At issue in this case was a policy that is, at least on some level, intuitively unfair. Big box stores which happen to also sell groceries may remain fully open, and may continue to sell non-grocery items for in-person shopping, while their competitors who do not sell groceries are required to stay closed except for curbside pickup. The Court could not help but note that the wisdom and efficacy of this policy was “certainly open to question,”17 agreeing that the Regulation “seems to result in permitting behaviour that is inconsistent with the broader policy goal of reducing community transmission in lockdown zones while permitting the in-store sale of essential items.”18 But the Court maintained that it was not its role in judicially reviewing the Regulation to “make determinations about the efficacy or wisdom of policy choices otherwise within the scope of the LGIC’s executive authority.”19 In short, the Court decides what the government can do — not what it should do.
This distinction feels particularly important now, at a time when governments are faced with responding to a modern public health crisis for which there is no clear rulebook. The COVID-19 pandemic has presented the courts with challenging questions about the extent to which normal activities, as well as civil liberties, can and should be curbed to slow the spread of the virus.

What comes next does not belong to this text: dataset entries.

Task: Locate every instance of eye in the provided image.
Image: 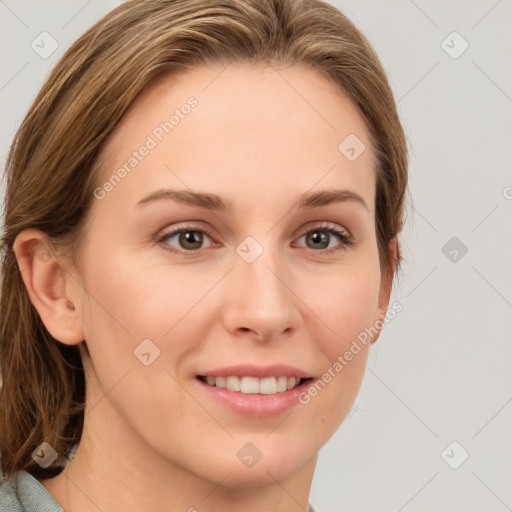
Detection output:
[157,226,216,253]
[299,225,354,254]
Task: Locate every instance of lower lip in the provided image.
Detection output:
[196,378,313,417]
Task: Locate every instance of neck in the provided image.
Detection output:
[41,390,316,512]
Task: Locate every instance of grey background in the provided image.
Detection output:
[0,0,512,512]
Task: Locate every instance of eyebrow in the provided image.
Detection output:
[137,189,370,213]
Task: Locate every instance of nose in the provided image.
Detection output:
[222,245,299,342]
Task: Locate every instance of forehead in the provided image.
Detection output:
[95,64,375,212]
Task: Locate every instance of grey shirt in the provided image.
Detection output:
[0,471,316,512]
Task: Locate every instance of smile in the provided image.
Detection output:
[199,375,306,395]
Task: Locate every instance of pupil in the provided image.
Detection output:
[311,231,329,249]
[180,231,202,249]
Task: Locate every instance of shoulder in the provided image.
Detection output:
[0,471,64,512]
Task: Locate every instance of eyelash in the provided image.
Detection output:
[156,224,355,256]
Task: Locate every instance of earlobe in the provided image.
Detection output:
[372,237,398,343]
[13,229,84,345]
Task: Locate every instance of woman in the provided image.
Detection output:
[0,0,407,512]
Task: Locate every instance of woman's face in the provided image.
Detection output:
[68,65,387,487]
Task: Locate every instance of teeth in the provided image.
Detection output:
[226,377,240,391]
[206,375,300,395]
[277,377,288,393]
[260,377,277,395]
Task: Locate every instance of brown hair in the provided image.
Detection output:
[0,0,407,477]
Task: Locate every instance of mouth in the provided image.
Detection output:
[195,365,314,418]
[197,375,310,395]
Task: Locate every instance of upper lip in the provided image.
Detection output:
[199,364,311,379]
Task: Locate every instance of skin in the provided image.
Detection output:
[15,65,395,512]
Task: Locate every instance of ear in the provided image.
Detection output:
[372,237,398,343]
[13,229,84,345]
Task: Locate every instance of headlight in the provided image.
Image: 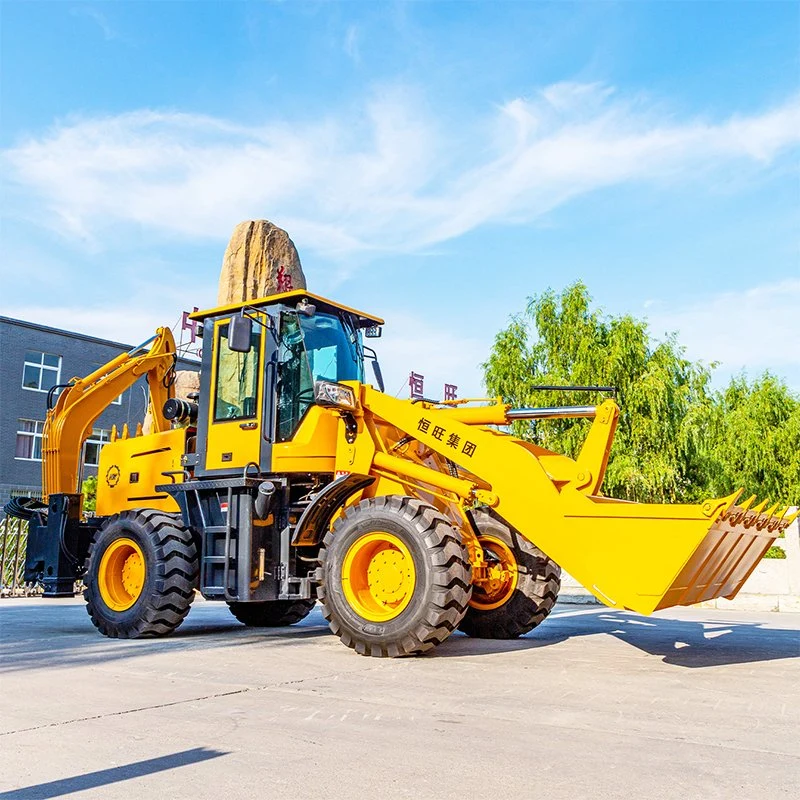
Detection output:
[314,381,357,411]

So far, the courts’ preference seems to be to leave these choices to the lawmakers. For example, in Taylor v. Newfoundland and Labrador,20 the Supreme Court of Newfoundland and Labrador upheld the province’s decision to limit entry to Newfoundland and Labrador to residents, asymptomatic workers, and people with extenuating circumstances. Similarly, in Ingram v. Alberta (Chief Medical Officer of Health),21 the Alberta Court of Queen’s Bench dismissed a legal challenge by churches and individuals arguing that restrictions against gatherings, including in places of worship, violated the Charter. And in Monsanto v. Canada (Health),22 the Federal Court dismissed an application for judicial review of a Canadian Border Security Agency officer’s decision not to exempt a Canadian citizen who had spent one day in the United States for his job from the 14-day quarantine requirement.
While these cases each presented different legal issues, the common thread is the courts’ emphasis on the risks the pandemic poses to the public, and refusal to intervene in governmental decisions to limit the rights of individuals in the interest of public health. Together, these decisions suggest Canadian courts will take a hands-off approach in the context of a public health emergency like COVID-19.
However, we are in the early stages of an unprecedented crisis, in which the risks to public health are at their highest and we have limited collective knowledge and experience about how to respond. As time goes on and this factual context continues to develop, it remains to be seen whether courts will maintain the same deferential approach or whether they will begin to take a harder look at the balance governments are striking between the infringement of civil liberties and the protection of public health.